I believe geographical transitions will be easier to handle than time transitions. The story moves along two parallel tracksu00a0-- the present day and 2,300 years ago. The only link is a single Sanskrit chant. If this element is handled with finesse, the rest will fall in place effortlessly.
Are you at all involved with the adaptation?
A screenplay is a very different animal to a novel. As a novelist, I can jump 2,300 years, leap across thousands of miles and also describe what is going on inside a character's head. A screenplay writer needs to work with several limitations. He needs to convey the story within a limited number of hours and within a specified budget. That's not my cup of tea. But I do know that UTV is considering the possibility of having the same actor play the role of Chanakya as well as Gangasagar Mishra to reinforce the connectivity between the past and the present.
History and political events have been fictionalised in the novel. Do you anticipate a further dilution of facts?
History is nothing but a commonly accepted view of ancient events, those events usually having been narrated by the victor. So how much should we view history as fact? Tulsidas rewrote the Valmiki Ramayana and succeeded in popularising it, but the story was substantially different. I'm sure our ancestors viewed the Puranas as ancient history even though we don't see it as such today. Were our ancestors wrong, or are we wrong? There is a very fine line between fact and fiction and that has always been the case.
Your characters are grey. Hindi cinema, however, hasn't had a great track record there. Many are simply black or white.

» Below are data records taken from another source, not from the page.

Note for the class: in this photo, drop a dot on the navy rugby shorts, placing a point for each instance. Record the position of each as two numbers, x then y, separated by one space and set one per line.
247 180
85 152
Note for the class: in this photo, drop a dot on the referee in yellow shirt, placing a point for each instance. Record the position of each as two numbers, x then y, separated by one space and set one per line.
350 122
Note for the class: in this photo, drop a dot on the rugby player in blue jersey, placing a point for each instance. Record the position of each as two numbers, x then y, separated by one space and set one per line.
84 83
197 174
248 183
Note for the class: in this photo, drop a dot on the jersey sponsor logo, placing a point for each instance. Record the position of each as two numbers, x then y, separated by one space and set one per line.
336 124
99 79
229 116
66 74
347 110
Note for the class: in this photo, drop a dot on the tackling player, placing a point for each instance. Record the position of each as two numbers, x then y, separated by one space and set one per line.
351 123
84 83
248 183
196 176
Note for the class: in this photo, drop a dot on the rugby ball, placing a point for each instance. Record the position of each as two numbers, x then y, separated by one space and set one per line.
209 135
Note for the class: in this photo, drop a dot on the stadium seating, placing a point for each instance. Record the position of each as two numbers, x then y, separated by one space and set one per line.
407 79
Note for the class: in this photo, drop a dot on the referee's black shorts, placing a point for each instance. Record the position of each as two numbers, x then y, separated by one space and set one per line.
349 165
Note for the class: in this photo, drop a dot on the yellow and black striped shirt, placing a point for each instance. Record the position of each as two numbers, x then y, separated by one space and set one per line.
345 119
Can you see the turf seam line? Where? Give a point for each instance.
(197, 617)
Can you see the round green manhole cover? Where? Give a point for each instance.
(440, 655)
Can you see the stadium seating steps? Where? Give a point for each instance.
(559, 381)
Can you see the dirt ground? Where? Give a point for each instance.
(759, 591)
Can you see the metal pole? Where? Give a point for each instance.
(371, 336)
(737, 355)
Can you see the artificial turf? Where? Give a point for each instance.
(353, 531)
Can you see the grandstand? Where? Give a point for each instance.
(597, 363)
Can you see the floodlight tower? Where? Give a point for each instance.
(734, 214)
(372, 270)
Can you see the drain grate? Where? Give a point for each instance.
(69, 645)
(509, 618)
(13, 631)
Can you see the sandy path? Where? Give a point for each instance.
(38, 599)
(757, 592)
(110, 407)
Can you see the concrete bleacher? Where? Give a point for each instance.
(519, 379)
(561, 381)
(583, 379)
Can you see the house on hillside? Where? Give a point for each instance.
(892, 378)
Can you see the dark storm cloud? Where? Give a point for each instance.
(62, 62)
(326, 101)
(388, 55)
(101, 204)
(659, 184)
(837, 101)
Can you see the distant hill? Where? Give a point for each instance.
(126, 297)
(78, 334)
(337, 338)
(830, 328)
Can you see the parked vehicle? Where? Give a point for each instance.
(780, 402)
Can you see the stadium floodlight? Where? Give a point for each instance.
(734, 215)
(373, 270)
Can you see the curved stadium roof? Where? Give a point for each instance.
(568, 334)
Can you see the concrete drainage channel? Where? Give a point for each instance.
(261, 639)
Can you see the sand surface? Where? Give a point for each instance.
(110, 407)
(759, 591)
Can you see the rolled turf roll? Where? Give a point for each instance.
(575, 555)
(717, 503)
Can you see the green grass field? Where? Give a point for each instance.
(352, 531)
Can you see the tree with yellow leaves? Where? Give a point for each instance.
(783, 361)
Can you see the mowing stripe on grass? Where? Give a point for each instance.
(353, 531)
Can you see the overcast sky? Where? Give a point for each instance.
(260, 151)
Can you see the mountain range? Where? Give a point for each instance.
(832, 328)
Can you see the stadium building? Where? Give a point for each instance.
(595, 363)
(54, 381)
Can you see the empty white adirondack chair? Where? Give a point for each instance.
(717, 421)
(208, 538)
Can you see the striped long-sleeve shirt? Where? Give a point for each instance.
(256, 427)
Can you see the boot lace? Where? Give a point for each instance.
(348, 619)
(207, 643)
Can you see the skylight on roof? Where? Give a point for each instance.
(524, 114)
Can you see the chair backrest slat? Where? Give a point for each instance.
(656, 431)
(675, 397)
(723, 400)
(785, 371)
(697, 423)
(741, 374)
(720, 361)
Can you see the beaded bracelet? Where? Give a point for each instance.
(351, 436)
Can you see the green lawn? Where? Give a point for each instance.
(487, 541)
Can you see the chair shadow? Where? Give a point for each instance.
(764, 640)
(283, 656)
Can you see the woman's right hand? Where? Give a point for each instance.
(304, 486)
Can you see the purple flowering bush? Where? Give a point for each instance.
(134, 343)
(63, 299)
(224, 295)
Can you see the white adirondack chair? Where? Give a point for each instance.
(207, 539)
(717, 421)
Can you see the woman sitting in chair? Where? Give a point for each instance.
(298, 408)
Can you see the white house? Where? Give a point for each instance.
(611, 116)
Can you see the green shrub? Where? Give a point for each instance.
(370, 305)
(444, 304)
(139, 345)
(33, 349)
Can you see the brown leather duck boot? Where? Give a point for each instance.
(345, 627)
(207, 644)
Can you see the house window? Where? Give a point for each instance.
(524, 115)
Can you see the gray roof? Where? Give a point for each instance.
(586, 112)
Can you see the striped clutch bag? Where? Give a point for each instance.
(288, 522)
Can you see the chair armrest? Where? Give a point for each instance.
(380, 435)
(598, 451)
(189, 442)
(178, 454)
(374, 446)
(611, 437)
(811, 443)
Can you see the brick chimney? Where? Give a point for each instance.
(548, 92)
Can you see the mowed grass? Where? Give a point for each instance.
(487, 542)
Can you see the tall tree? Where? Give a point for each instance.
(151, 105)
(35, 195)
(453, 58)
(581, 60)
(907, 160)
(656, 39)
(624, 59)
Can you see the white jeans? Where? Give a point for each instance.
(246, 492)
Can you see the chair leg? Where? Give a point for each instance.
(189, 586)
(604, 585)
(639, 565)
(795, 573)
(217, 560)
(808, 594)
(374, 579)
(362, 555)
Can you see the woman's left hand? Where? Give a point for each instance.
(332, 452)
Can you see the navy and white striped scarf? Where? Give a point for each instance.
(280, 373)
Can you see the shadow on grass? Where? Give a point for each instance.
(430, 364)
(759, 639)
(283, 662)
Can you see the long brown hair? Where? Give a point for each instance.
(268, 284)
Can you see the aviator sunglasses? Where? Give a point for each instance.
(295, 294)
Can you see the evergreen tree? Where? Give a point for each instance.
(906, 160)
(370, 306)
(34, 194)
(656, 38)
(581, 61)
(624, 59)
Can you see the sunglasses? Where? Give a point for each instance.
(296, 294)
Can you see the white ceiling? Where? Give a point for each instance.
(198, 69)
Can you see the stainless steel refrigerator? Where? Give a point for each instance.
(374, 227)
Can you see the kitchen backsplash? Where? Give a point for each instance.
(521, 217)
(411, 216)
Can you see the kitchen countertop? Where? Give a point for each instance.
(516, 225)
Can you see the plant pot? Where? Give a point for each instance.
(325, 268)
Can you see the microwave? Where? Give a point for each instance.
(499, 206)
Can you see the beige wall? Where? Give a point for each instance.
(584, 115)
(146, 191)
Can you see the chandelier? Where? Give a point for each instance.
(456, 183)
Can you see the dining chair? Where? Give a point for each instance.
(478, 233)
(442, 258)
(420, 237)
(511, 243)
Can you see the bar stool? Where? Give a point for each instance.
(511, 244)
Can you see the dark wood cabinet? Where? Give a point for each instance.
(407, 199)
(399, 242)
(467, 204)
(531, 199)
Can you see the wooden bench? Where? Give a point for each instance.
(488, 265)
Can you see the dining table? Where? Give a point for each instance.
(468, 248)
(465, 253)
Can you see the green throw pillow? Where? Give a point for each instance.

You are right. I believe that Hindi cinema is in a state of flux. We are seeing stories that are new and innovative also becoming commercially successful. In the right hands, there should be no difficulty in managing the portrayal of shades of grey. Grey is often called a dull or boring colour. I have always considered it the most interesting!
Any apprehensions?
No. The UTV team and I share a great rapport. Mutual confidence and trust is key in producing a quality product. I'm quite sure they will do justice to the book.
Any last thoughts?
Nathaniel Hawthorne famously said, easy reading is usually damn hard writing. I know how tough it is to write a page-turner, a book that you don't want to put down even at 2 am. I guess the same rule applies to movie making too.